LLM-as-judge faithfulness — token overlap (hallucination_cw) is a proxy. It cannot detect a factually wrong sentence that reuses words from the context. RAGAS-style faithfulness uses a second LLM call to decompose the answer into claims and verify each claim against the retrieved chunks. This is slower and costs tokens but measures actual factual correctness rather than surface-form overlap.

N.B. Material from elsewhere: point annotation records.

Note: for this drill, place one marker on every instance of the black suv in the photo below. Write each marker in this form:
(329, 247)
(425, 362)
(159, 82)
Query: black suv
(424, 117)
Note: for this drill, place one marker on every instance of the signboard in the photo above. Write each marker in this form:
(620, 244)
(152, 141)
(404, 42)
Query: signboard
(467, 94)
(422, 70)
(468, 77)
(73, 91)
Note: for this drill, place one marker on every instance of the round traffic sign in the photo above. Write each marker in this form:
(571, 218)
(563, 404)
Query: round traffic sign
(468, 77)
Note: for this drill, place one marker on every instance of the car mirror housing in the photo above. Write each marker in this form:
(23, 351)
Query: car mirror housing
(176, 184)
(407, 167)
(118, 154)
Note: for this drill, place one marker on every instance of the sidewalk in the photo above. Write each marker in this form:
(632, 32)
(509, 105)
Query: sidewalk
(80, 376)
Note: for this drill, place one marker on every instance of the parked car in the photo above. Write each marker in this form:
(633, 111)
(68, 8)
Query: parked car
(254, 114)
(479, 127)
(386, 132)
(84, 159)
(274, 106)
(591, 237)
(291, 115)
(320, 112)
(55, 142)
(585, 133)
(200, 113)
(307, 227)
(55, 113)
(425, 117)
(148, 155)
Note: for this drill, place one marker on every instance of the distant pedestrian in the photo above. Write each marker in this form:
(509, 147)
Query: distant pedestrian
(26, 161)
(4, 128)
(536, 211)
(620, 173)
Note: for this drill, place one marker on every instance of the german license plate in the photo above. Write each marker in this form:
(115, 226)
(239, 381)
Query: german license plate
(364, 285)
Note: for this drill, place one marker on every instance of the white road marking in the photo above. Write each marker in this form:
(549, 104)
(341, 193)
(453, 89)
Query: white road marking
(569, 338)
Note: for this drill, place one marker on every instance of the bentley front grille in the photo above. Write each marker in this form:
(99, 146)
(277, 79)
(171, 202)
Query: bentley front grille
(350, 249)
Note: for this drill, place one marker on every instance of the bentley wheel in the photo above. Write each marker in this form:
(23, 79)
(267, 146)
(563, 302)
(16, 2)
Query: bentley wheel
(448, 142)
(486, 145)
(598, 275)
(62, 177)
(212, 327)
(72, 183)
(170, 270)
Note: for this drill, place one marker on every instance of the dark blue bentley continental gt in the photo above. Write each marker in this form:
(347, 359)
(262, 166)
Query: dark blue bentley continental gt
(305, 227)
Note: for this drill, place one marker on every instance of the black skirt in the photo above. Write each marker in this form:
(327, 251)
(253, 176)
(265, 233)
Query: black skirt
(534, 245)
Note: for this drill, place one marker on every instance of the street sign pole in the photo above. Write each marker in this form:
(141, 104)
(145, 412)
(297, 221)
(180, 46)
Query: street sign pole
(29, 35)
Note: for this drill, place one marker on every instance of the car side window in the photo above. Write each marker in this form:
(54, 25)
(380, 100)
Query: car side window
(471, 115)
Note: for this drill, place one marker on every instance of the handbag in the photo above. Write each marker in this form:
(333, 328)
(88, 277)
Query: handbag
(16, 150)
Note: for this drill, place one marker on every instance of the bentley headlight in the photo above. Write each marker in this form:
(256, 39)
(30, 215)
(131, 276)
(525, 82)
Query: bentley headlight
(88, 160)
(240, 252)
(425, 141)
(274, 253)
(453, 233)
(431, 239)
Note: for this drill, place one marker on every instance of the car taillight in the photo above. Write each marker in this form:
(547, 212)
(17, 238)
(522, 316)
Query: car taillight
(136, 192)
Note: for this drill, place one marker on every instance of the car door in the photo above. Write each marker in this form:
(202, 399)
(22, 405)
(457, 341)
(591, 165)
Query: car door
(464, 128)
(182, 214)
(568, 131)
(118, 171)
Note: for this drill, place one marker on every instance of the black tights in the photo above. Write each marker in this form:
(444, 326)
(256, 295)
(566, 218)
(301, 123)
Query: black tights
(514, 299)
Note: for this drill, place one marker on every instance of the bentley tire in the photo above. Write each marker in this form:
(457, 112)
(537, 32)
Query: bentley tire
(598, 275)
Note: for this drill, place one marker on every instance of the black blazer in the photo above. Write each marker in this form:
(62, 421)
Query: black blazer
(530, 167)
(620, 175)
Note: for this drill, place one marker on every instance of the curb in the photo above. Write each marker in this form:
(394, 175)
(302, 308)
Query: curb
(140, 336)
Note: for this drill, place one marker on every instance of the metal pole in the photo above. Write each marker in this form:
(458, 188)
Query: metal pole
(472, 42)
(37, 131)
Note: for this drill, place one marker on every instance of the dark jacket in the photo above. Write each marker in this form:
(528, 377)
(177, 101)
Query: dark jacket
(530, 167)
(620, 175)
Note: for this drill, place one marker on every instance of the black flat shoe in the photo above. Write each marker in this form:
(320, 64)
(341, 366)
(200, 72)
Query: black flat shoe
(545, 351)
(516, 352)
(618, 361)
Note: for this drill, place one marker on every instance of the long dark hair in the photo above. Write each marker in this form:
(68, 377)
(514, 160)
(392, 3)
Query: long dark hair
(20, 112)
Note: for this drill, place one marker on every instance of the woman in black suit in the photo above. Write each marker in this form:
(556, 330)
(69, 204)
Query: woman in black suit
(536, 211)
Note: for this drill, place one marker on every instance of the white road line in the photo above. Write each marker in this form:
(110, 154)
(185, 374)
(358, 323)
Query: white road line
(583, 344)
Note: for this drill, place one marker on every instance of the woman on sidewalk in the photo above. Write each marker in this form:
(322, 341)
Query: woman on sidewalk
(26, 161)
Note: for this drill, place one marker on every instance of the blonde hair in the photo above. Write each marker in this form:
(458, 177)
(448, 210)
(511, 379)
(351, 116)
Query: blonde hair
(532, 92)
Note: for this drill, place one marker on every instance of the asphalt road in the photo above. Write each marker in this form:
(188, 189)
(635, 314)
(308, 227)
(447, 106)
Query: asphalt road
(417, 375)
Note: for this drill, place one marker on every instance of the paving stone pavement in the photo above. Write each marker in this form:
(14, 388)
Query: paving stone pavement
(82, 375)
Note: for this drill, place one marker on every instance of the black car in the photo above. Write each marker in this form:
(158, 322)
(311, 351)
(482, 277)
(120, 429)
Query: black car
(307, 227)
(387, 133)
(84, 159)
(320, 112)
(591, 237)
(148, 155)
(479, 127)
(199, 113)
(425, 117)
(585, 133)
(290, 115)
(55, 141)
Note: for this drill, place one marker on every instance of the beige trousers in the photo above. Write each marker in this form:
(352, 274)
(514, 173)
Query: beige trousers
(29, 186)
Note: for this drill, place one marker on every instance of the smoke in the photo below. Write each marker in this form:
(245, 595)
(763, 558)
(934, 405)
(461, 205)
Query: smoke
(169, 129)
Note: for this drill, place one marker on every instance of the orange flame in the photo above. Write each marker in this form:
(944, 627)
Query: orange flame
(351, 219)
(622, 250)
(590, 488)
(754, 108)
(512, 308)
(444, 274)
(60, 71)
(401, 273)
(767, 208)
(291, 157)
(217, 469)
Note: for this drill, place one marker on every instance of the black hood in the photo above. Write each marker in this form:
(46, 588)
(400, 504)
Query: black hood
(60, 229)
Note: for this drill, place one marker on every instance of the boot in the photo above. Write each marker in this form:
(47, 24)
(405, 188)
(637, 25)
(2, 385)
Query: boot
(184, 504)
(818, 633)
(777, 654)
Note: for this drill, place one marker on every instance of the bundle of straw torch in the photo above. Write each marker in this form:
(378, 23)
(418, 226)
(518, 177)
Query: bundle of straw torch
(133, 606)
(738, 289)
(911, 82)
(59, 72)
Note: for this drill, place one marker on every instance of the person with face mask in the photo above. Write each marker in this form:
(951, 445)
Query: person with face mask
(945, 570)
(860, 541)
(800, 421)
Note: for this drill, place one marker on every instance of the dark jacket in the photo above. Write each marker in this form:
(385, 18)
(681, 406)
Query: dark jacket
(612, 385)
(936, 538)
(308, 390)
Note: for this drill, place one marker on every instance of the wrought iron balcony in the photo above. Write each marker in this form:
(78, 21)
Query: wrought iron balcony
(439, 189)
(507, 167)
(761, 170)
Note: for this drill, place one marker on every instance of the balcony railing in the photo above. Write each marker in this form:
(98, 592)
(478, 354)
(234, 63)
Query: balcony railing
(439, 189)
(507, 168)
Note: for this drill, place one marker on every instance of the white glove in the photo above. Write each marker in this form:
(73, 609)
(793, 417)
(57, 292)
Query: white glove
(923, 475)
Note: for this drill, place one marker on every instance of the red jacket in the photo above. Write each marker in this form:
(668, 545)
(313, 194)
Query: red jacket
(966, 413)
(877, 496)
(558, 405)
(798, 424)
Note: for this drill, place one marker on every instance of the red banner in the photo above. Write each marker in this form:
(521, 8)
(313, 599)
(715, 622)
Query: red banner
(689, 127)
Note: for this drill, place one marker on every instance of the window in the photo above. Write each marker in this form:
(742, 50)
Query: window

Named-entity extraction for leakage detection — the §4.5 Hallucination Source Breakdown cell uses regex patterns to flag probable LLM knowledge leakage. Replacing this with spaCy en_core_web_sm NER would detect proper nouns (organisations, products, places) more reliably and separate them from common nouns in the leakage classification.
Answer-length vs quality trade-off study — the 150-word cap improved hallucination but dropped KW overlap from 83% to 53%. A calibration experiment across cap values (100, 125, 150, 175 words) with both metrics plotted would find the Pareto-optimal cap — the word count where hallucination (CW) ≤ 25% and KW overlap ≥ 75% simultaneously.
Keyword set recalibration — existing keywords were written for verbose 200-word answers. At 97 words average, some keywords no longer appear because the answer is correctly concise. Two options: (a) reduce to 2–3 high-signal keywords per question, or (b) adopt TF-IDF weighting so high-IDF terms count more than common domain words.
Batch multi-site eval — the current notebook evaluates one site per run. A batch runner that iterates sessions/*.json, loads each site's preset, and aggregates scores into a cross-site comparison table would give a more representative system-level view. Sites with sparse content (few chunks) will naturally score lower on Hit@k — this needs to be factored into aggregate reporting.
Ground-truth answer scoring — the eval has ground_truth strings per question but never compares the LLM answer against them. Adding a simple lexical similarity score (ROUGE-L or BERTScore) between answer and ground_truth would measure answer quality independently of retrieval, completing the standard RAG eval triad: retrieval precision → faithfulness → answer quality.